Over the past few weeks, I have been speaking a great deal about health care reform and what the next few years are going to look like for doctors. Because I worked in managed care for 18 years, I have been inundated with questions from people who want to know how the payers are likely to react to health care reform. Every time I speak on this topic I am reminded of my favorite scene from the movie, Butch Cassidy and the Sundance Kid. In this scene, Robert Redford and Paul Newman are trapped on a cliff. A large group of men are shooting at them, and there appears to be no way out other than to jump off the cliff into the river far below. Newman’s character wants to jump, but Redford’s character argues that they should stay and shoot it out. After some discussion, Redford admits that he doesn’t want to jump because he can’t swim. Newman looks at Redford and says, “You can’t swim? You can’t swim? The fall is going to kill us!” So how does this memorable scene relate to health care reform? Well, whenever someone asks me about an aspect of health care reform, I always feel as if they are placing their focus completely on the wrong problem. Don’t get me wrong, health care reform is still a big issue, and it most certainly will have a significant impact on physicians over the next few years, but in my opinion, health care reform isn’t the problem we should be most worried about. It’s Medicare.
In my opinion, the “fall” so to speak is Medicare and the simple fact that we haven’t done anything substantial to dramatically fix the cost problem. When it comes to Medicare, we have what the politicians call “an unfunded mandate.” By most accounts, Medicare is predicted to go bankrupt sometime between the years 2015 and 2017. In his last testimony before Congress, Alan Greenspan warned that Medicare and Social Security presented the largest danger to the U.S. economy and urged Congress to address these two programs quickly -- before it is too late. So why hasn’t anything been done? Because let’s face it; unfortunately, it’s difficult to get elected or re-elected if you are in favor of doing anything that looks like you are cutting Medicare or Social Security benefits.

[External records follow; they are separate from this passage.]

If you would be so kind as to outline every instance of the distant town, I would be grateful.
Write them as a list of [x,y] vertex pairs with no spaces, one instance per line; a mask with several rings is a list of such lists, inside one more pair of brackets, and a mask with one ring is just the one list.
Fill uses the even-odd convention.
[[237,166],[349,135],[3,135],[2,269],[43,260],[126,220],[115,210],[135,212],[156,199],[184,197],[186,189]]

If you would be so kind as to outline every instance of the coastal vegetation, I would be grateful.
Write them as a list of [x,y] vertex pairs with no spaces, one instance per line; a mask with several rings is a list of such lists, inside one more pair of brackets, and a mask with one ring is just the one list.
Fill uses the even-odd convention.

The recent health care reform legislation finances the expansion of coverage through a reported $500 billion in savings from Medicare. Part of that is directly from the reduction in payments for Medicare Advantage plans and the rest comes from various programs that supposed to reduce Medicare expenses but are not well defined.

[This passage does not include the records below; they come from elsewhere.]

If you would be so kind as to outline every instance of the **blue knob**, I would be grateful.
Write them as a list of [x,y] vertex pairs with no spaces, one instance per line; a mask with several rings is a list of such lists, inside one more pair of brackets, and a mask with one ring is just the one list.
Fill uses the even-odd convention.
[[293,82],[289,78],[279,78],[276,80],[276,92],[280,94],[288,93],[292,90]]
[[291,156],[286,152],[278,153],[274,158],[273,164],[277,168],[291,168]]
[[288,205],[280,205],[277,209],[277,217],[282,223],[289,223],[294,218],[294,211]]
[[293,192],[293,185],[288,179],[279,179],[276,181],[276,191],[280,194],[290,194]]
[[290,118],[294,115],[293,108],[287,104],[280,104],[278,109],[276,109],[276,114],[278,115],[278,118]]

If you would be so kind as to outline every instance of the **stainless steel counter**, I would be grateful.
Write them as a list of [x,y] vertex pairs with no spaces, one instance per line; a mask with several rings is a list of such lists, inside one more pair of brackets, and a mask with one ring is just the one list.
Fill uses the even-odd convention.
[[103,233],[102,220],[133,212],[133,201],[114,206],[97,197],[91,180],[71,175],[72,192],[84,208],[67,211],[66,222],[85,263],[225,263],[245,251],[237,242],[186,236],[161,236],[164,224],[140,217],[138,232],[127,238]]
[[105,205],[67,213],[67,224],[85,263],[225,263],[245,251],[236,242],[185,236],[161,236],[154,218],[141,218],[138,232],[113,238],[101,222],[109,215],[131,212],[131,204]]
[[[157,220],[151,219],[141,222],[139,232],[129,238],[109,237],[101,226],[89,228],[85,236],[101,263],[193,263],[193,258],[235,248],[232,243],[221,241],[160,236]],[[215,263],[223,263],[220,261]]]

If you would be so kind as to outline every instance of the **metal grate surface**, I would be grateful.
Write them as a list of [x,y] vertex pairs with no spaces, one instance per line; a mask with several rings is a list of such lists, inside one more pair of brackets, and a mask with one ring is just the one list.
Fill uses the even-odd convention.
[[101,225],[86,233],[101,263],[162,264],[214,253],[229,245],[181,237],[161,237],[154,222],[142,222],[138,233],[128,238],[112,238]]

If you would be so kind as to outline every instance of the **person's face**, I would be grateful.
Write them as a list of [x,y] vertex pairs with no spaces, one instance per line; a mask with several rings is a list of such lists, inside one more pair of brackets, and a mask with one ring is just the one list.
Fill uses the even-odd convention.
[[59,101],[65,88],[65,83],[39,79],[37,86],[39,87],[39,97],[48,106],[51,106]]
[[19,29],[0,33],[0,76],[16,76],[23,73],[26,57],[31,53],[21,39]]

There are only two possible scenarios for the future of Medicare under health care reform. The best case scenario is that the government assessments are correct and health care reform will find $500 billion in savings on the Medicare program. This would extend the life of the Medicare program and at the very least, delay the program’s demise. But while this may seem like a pretty good scenario, we must keep in mind that an expense or cost control by Medicare means a revenue reduction for someone in the provider community. So, if Medicare truly does reduce its expenses or cost structure, this must equate to a reduction in revenue to hospitals and physicians. What makes matters worse is that Medicare is likely to increase administrative expenses in the process. Just think about how much money hospitals and physicians are spending right now on coding and other programs to get ready for an RAC audit. Now add to that the increased costs you will face when Medicare adopts new cost savings programs like Pre-Certification for MRI’s and CT’s.

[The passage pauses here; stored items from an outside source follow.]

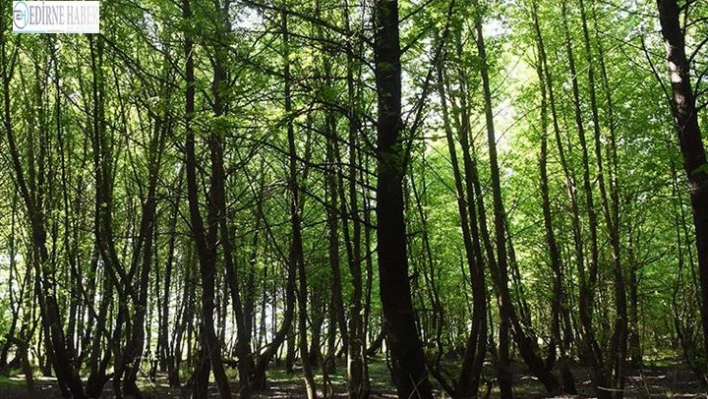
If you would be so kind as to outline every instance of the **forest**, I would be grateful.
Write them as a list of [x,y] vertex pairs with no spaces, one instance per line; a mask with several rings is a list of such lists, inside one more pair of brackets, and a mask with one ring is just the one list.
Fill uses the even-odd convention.
[[0,0],[0,398],[708,394],[708,1]]

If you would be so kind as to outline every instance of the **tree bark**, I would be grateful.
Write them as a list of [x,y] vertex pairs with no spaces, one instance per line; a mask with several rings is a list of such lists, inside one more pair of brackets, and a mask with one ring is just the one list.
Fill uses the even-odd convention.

The second scenario, which in my opinion is more likely, is that Medicare will not reduce its costs as it was projected to. In this scenario, we get closer and closer to the financial breakdown of Medicare in 2015 or 2016 until something has to be done. The politicians will be faced with the decision of cutting Medicare benefits, increasing the age for qualification from 65 to 66 or 67 or reducing the fee schedules that are paid to doctors and hospitals. Which one do you think they will choose? They may even get tricky and try to disguise the payment reduction by coming up with some new payment mechanism. For example, they could decide to “bundle” the payments for an episode of care. If the payments for open heart surgery for the hospital, surgeon, cardiologist, and anesthesiologist all combined are $20,000, they could develop some new bundled payment methodology and reduce the payment to $15,000. Wait, that sounds familiar, doesn’t it? Yes, it sounds exactly like something I have heard of before. Oh yeah, it sounds just like the current discussions at Medicare regarding patient centered medical home and bundled payments.
The bottom line is this: nothing in the health care reform fixes the cost problem or the Medicare funding issues. Sooner or later, we are eventually going to have to make some very tough choices and decisions regarding Medicare, and our politicians in Washington don’t have a really good track record of being able to do that.
In the meantime, there are some important things you should be doing to ensure that your practice is able to survive the future of health care reform and Medicare. The advice I give to my clients is to run your practice more efficiently than you have ever done before. Make sure your revenue cycle is managed extremely well. Look for any way to drive out expenses and to increase revenues. Evaluate your managed care contracts and strategies, and develop a strategic plan that has contingencies for the possibilities that lie ahead. Doing all of this now and doing it well may make the difference between surviving the next few years...or not.